I never quite understood the quantum answer (next to last post linked thread below) given in this linked thread about how a photon can transfer momentum or “pressure” if it has no a mass. The Wikipedia article repeats the pressure without mass assertion. Could someone help me out? What’s hitting what to make the “pressure” or transfer of momentum happen?
Well, the key is right in that quote: “no rest mass”. That means that if a photon were to ever stop (which it can’t), it would not have any mass.
However, thanks to you-know-who, we know that E=mc2, which means that (removing the c multiplier) energy (E) = mass (m). Therefore, the kinetic energy of its movement also gives it a “relativistic mass”.
And it’s the relativistic mass that transfers the momentum?
Hmm, this is interesting…
e=mc[sup]2[/sup]
Kinetic energy = 0.5mv[sup]2[/sup]
But for a photon, v = c
hence energy = 0.5mc[sup]2[/sup]
Hence 0.5mc[sup]2[/sup] = mc[sup]2[/sup]
Hence 0.5 = 1.
::wanders off, scratching head::
Only in Newtonian physics.
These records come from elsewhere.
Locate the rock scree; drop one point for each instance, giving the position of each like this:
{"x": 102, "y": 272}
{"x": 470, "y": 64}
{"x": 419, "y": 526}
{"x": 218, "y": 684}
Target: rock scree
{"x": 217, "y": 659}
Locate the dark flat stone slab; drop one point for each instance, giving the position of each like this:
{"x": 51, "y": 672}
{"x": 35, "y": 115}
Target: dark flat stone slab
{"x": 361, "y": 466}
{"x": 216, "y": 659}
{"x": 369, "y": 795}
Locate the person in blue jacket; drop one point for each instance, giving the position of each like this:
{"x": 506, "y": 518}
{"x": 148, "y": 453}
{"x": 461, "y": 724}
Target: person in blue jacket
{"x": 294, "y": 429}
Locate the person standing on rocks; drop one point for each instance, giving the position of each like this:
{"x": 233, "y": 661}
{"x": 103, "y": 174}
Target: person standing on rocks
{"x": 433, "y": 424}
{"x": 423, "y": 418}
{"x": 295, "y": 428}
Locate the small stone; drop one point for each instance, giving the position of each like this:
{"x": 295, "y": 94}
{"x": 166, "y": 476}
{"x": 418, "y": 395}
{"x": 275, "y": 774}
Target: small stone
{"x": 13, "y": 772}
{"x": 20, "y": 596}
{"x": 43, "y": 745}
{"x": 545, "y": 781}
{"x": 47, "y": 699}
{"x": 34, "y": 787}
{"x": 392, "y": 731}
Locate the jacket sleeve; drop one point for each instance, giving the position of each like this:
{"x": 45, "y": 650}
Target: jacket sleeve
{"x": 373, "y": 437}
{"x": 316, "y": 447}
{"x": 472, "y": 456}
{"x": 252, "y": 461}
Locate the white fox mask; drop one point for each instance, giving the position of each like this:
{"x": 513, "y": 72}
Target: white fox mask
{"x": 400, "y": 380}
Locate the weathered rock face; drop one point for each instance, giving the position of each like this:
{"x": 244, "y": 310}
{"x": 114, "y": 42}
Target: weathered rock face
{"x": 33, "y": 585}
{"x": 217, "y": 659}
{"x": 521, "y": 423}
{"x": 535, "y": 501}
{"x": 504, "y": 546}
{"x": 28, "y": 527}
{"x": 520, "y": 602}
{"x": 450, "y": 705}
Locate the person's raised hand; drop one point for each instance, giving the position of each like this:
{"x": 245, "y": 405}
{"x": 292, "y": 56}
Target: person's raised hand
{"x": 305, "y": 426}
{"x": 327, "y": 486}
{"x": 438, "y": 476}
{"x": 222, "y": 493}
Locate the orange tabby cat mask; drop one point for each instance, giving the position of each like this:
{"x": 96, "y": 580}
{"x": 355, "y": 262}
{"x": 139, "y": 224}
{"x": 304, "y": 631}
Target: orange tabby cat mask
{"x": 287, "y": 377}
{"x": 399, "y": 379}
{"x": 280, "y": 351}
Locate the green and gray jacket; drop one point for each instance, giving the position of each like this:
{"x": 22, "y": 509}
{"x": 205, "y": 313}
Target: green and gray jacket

In this calculation you would have to use the rest mass of the photon, which is 0, zo E = 0.
An easier way to do it is:
Momentum is mass * speed, so p = mc
so the Energy (mc[sup]2[/sup]) is: E = pc
For a photon: p = h/λ (h = Planck’s constant; λ = frequency)
so: E = hc/λ and since the frequency f is v/λ, and for a photon v = c we get f = c/λ, and thus:
E= hf
Spoilsport.
Sorry!
Actually, that’s consistent with the following proof:
Given a, b such that a = b
ab = bb = b[sup]2[/sup]
ab-a[sup]2[/sup] = b[sup]2[/sup] - a[sup]2[/sup]
a(b - a) = (b + a)(b - a)
a = b + a
a = a + a
a = 2a
1 = 2
Hence 0.5 = 1
Should I be a spoilsport again and point out the fallacy in this part?
Nope, I’ll let somebody else do it. Unless the fallacy hasn’t been pointed out within the next four posts. Then I’ll do it!
How about this?
a=2a
a=0
Bingo! In the next step, he divides both sides of the equation by a, which has to be zero to satisfy a=2a. Dividing by zero is a big no-no!
There was another one which I liked, which began with
For any a, b let a + b = 2c
and ended up proving that a = b, consequently all numbers are the same. I can’t remember how that one goes, though.
OP? We don’t need no steenkin’ OP!!
Actually, the fallacy comes earlier than that:
He divided by b-a, but since a=b, b-a=0.
Hey, you’re right. So, in essence he’s dividing by zero twice. If two wrongs did make a right, the proof would be valid again.
Also, since three lefts make a right, that makes two wrongs=three lefts. In that case, if left is wrong, then 2=3.
quod erat demonstrandum
So… let me shift the question a bit -
If the original mass is nothing, how does going C make it something. How does zero at rest become more than zero through speed? I appreciate the physics equations, but how about seeing if you can explain this in big crayon style thought balloons without using relativity equations.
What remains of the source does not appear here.